What's the Quickest Way to Integrate this Formidable Vector Integral?

[fluxions]

Suppose $\vec{M}, \vec{P}$ are arbitrary, constant vectors, and $\hat{r}$ is the (unit) position vector in spherical polar coordinates.

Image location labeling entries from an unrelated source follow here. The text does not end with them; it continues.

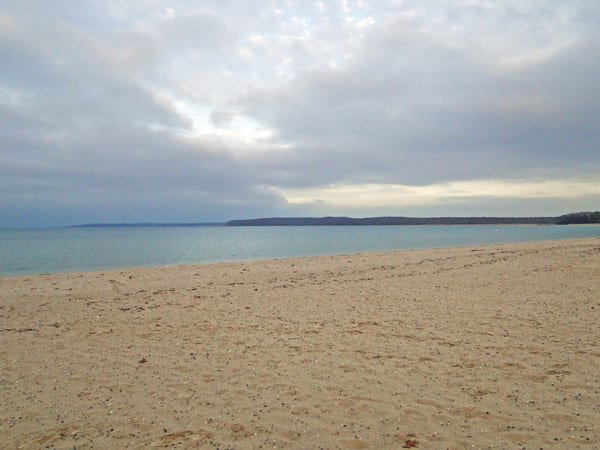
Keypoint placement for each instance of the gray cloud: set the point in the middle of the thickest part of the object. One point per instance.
(115, 111)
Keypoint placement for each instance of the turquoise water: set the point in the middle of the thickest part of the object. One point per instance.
(53, 250)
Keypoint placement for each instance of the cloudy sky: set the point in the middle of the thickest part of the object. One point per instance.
(161, 111)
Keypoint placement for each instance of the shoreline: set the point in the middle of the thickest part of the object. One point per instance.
(485, 346)
(375, 252)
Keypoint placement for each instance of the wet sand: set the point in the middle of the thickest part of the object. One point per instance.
(483, 347)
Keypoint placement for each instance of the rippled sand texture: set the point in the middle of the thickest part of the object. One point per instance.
(489, 347)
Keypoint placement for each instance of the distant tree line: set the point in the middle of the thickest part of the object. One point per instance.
(579, 218)
(575, 218)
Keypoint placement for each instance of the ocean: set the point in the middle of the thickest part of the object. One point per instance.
(56, 250)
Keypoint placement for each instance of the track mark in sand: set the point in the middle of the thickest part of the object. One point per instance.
(182, 437)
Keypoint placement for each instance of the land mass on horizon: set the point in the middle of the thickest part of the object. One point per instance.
(566, 219)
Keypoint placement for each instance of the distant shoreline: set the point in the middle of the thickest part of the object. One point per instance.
(566, 219)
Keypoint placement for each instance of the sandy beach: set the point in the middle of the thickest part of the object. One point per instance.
(483, 347)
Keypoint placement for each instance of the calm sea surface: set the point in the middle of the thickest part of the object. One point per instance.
(53, 250)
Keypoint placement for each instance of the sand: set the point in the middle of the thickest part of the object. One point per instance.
(488, 347)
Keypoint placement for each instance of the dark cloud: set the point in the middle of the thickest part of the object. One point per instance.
(117, 111)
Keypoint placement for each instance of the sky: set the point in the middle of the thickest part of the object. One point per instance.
(195, 111)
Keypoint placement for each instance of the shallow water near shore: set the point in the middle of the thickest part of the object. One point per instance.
(56, 250)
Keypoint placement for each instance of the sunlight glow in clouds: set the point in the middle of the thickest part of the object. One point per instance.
(208, 111)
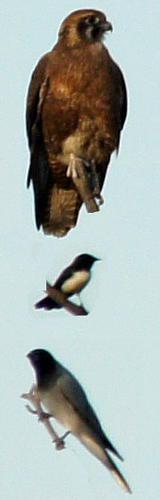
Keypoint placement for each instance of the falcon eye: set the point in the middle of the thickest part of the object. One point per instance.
(90, 20)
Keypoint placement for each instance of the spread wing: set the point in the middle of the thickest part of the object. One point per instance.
(74, 394)
(39, 171)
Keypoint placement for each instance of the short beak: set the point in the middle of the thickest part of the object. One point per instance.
(106, 26)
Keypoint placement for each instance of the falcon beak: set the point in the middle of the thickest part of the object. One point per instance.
(107, 26)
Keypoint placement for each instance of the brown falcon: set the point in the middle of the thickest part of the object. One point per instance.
(76, 108)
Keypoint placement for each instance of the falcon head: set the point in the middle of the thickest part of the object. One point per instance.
(88, 25)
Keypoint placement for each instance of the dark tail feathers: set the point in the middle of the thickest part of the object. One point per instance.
(48, 304)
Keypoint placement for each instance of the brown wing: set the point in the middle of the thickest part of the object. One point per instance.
(57, 203)
(39, 172)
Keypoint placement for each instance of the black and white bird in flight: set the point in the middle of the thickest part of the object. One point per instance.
(65, 400)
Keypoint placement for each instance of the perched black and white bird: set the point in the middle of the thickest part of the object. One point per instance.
(64, 399)
(71, 281)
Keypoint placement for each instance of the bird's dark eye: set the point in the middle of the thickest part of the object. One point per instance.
(90, 20)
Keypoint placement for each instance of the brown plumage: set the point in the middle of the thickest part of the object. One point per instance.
(76, 108)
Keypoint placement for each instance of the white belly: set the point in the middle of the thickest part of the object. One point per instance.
(76, 283)
(55, 404)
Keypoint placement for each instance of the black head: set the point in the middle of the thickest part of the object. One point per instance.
(43, 363)
(86, 24)
(84, 261)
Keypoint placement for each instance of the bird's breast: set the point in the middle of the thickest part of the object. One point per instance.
(58, 406)
(76, 282)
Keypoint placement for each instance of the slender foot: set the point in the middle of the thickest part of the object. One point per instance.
(72, 170)
(60, 441)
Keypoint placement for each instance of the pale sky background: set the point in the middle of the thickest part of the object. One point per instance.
(114, 352)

I need to integrate the vector function $\frac{1}{r^6}[\hat{r} \times ((\vec{P}\cdot \hat{r})\vec{M} - ((\vec{M} \cdot \hat{r})\vec{P})]$ over the entire exterior of the sphere of radius R centered at the origin of coordinates. In other words, I need to compute:

$$\int_{\phi = 0}^{2\pi} \int_{\theta = 0}^{\pi} \int_{r = R}^{\infty} \frac{1}{r^4}[\hat{r} \times ((\vec{P}\cdot \hat{r})\vec{M} - ((\vec{M} \cdot \hat{r})\vec{P})] sin\theta dr d\theta d \phi$$

I'm looking for a cute and clever way to do this, instead of the straightforward and tedious method. Any ideas or hints?

 

[fzero]

The slickest way to do this is to write

$$[r \times ((\vec{P}\cdot r)\vec{M} - ((\vec{M} \cdot r)\vec{P})]_i = \sum_{jklmn} \epsilon_{ijk} r_j r_l P_m M_n ( \delta_{lm}\delta_{kn} - \delta_{ln}\delta_{km} )$$

and write the $$r_i$$ in terms of spherical harmonics:

$$\frac{r_1}{r} = - \sqrt{\frac{2\pi}{3}} \left( Y_1^1 + Y_1^{-1} \right),$$

$$\frac{r_2}{r} = i \sqrt{\frac{2\pi}{3}} \left( Y_1^1 - Y_1^{-1} \right),$$

$$\frac{r_3}{r} = 2 \sqrt{\frac{\pi}{3}} Y_1^0 .$$

The angular integration is done using the orthogonality relations and gives you a matrix $$Q_{jl}$$ that you then have to sum over. Whether it saves that much work over brute force is to be determined.